In the mid-1950s the US intelligence agency had started toying around with the idea of brainwashing individuals, invariably communists. They had looked at using hypnotism or drugs, and investigated the notion of using lobotomy to control antisocial behaviour. A psychiatrist, Henry Laughlin, had even been dispatched to witness some of Walter Freeman's operations. In his report, Laughlin suggested that lobotomy might be used as a 'neutralizing weapon' to 'quench crusading spirits' or 'zealous and fanatic communists'. If lobotomy could do that, just think what brain implants could do.
Following the Detroit riots in 1967 and subsequent civil unrest in deprived inner-city areas across the United States, Ervin and Mark suggested that brain implants might be used to subdue black rioters. In an article in the prestigious Journal of the American Medical Association they proposed that urban riots and other 'acts of senseless violence' could be prevented by surgery.
In 1972 psychiatrist Robert Heath came up with another idea. Why not use brain implants to 'cure' homosexuality? With a long list of ethically dubious research behind him, Heath conducted an experiment on a gay man. The psychiatrist placed electrodes inside the subject's brain and stimulated them while the man had sex with a female prostitute. The aim of the experiment was to condition the subject to want to have sex with women rather than men.
The backlash against using brain stimulation was swift. Delgado was lumped in with Ervin, Mark and Heath, even though their experiments were nothing to do with him. The rise of the implant in science fiction did nothing to help his cause. More and more conspiracy theorists claimed that the government had secretly implanted chips in their brains, and books such as The Terminal Man
(see Further Reading) painted a terrifying portrait of a medical experiment gone wrong. That its author, Michael Crichton, was once one of Ervin's students probably did little to help.*
* The reality was that if the government really wanted to control the population through mind control, they would stick drugs in the drinking water, rather than go through the impractical and messy business of implanting chips.
It looked as though it was the end of the line for the brain implant. The research was discredited, ethical approval for brain stimulation experiments became impossible to obtain, and funding for studies simply fizzled out. However, unlike Freeman's transorbital lobotomies, brain implants still held enormous potential.
STUART'S STORY
London, 2006
* * *
Sixty-eight-year-old Stuart Carter felt trapped within his own mind. He could think about moving but his body would not move. He could not smile or laugh or frown or cry. He had lost his sense of balance and could barely stand. When he placed his hand down on a table he could no longer lift it up. His face was an expressionless blank. He was a living statue watching life through a mask.

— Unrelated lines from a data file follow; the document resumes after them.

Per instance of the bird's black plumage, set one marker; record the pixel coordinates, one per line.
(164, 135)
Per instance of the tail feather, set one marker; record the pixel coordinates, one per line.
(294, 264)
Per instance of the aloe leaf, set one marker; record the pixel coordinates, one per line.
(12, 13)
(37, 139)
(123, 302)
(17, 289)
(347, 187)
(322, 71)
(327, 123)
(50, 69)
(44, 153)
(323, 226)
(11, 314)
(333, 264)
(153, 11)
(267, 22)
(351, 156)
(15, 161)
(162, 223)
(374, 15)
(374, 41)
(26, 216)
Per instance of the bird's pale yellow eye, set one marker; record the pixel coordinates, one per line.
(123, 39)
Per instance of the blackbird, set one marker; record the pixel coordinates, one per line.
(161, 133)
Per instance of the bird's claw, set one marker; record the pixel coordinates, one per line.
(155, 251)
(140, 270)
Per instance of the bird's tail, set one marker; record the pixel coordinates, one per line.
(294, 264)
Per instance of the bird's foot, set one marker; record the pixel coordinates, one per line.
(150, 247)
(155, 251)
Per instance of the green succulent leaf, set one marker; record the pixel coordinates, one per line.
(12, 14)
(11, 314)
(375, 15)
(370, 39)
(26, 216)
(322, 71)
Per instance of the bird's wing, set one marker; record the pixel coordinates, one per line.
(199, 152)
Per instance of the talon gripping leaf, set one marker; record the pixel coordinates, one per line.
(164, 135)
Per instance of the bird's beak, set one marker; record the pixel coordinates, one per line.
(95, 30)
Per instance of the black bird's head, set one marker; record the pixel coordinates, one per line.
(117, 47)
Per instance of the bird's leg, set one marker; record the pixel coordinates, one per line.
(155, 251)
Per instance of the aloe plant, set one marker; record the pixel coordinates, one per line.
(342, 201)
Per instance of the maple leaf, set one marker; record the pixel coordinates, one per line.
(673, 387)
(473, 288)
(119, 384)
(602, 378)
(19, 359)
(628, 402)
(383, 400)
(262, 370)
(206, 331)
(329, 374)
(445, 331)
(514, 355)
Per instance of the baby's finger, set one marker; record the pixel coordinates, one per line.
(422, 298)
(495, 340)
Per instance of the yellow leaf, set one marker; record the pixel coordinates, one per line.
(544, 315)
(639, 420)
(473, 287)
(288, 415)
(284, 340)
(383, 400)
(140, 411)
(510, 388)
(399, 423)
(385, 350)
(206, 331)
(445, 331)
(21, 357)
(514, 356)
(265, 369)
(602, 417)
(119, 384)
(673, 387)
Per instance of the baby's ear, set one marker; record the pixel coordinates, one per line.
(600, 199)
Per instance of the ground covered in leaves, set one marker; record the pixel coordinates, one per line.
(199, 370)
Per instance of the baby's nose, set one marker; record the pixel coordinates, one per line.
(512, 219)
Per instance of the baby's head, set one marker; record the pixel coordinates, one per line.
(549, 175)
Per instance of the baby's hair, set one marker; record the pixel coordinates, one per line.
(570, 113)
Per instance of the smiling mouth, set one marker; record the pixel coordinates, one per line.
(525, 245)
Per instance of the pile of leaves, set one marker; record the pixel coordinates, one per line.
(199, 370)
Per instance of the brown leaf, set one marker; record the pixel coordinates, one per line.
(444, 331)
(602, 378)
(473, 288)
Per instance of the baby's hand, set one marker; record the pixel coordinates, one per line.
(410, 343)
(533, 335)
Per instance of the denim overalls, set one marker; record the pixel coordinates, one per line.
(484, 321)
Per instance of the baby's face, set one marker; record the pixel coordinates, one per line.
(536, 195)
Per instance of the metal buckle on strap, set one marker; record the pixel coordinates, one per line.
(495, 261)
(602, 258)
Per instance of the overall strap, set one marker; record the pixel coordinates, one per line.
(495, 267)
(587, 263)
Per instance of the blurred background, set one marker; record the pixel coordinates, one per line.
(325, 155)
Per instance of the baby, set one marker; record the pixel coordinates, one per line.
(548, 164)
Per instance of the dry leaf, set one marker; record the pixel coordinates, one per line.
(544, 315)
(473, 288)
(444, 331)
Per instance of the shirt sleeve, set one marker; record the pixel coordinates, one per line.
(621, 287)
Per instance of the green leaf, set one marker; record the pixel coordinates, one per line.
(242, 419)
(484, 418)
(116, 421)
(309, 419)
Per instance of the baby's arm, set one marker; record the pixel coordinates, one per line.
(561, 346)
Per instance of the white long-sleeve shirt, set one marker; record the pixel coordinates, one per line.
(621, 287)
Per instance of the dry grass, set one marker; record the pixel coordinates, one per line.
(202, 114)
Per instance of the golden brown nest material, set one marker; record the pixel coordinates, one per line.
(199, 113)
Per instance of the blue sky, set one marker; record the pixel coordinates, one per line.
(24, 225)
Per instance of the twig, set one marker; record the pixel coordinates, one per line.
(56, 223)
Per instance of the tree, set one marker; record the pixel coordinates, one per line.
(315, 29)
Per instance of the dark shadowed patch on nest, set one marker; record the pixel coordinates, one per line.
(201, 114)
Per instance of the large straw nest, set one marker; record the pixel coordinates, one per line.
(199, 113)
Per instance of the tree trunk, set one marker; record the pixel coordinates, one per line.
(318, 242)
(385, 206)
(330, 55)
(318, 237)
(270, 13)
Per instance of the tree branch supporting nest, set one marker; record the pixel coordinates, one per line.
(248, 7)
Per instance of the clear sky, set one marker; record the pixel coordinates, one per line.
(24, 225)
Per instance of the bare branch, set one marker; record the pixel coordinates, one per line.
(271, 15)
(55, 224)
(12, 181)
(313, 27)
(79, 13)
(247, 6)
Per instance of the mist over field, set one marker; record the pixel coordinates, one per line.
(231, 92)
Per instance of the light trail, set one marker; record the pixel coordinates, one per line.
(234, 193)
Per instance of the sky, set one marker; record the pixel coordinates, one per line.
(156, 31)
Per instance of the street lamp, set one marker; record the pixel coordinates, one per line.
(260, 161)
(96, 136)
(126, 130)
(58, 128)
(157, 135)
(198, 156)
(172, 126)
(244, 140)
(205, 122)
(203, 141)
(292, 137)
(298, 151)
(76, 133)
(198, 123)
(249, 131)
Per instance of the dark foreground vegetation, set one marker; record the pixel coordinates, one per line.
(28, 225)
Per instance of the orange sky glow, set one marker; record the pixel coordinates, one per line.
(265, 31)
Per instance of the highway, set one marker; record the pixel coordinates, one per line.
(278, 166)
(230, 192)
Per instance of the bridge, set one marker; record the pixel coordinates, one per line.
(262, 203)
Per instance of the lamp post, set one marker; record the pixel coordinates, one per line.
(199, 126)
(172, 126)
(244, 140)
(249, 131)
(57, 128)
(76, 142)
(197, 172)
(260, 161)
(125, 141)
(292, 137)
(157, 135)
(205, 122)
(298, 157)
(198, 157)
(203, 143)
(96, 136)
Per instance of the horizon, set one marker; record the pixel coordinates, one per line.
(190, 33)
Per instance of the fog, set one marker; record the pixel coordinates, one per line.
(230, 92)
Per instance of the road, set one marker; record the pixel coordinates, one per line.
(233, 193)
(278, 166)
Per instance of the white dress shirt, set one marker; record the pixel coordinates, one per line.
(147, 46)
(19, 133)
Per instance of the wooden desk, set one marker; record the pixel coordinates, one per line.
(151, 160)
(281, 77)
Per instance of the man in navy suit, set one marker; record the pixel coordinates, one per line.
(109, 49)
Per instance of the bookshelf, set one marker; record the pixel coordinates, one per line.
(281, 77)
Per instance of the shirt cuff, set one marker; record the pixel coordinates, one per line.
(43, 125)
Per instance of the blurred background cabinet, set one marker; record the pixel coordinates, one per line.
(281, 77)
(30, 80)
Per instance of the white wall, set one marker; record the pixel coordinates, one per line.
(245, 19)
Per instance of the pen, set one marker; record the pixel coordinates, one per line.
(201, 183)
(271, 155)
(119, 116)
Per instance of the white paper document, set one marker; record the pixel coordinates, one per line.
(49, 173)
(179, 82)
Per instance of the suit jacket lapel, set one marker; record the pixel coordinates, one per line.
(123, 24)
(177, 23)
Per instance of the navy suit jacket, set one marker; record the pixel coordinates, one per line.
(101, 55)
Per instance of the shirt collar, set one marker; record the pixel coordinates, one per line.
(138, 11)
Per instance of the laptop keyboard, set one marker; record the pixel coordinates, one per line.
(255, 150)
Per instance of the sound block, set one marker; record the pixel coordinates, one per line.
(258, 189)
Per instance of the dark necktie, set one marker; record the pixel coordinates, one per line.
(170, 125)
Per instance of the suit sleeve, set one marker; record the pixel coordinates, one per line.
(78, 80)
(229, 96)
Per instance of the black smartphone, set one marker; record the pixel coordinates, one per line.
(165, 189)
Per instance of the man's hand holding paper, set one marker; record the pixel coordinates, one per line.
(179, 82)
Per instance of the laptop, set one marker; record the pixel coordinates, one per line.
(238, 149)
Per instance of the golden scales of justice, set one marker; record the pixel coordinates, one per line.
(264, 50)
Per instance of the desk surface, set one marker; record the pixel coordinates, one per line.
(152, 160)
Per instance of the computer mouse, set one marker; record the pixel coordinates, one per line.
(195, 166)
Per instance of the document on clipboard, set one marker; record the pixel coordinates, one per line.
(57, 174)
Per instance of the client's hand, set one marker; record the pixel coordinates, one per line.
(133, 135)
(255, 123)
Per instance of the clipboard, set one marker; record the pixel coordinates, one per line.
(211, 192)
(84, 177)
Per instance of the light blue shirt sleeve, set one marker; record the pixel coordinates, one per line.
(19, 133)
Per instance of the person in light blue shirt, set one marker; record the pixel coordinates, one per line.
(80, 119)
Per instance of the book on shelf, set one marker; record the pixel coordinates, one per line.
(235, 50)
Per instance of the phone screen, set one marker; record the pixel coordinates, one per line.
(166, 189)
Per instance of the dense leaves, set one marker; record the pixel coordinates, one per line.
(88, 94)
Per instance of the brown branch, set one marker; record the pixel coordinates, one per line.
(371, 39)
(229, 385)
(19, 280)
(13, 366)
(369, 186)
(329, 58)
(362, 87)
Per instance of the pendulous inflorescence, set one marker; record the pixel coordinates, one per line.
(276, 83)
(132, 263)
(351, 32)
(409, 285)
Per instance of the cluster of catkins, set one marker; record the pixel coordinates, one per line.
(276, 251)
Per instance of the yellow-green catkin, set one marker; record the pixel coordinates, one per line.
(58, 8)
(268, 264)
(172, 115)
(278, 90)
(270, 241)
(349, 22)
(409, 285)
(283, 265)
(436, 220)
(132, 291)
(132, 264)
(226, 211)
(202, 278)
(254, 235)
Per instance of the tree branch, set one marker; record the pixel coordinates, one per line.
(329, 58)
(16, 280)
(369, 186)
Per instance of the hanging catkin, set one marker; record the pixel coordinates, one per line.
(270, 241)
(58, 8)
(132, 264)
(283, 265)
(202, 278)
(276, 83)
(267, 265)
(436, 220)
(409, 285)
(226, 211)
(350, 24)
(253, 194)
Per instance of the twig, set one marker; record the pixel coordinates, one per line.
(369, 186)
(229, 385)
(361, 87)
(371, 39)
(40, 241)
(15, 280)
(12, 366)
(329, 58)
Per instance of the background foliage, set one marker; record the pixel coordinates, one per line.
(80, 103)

Carter had Parkinson's disease. This degenerative illness affects nerve cells in the brain that coordinate movement. Whereas many people with Parkinson's have uncontrollable tremors, Carter's body froze. He found that his facial muscles would no longer react to emotion and that his body would lock in a particular position. Sometimes it took him an enormous mental effort to get moving again. He knew that without treatment his condition would only get worse, but the drugs he was taking were no longer working. His mind remained sharp, but his body was gradually shutting down.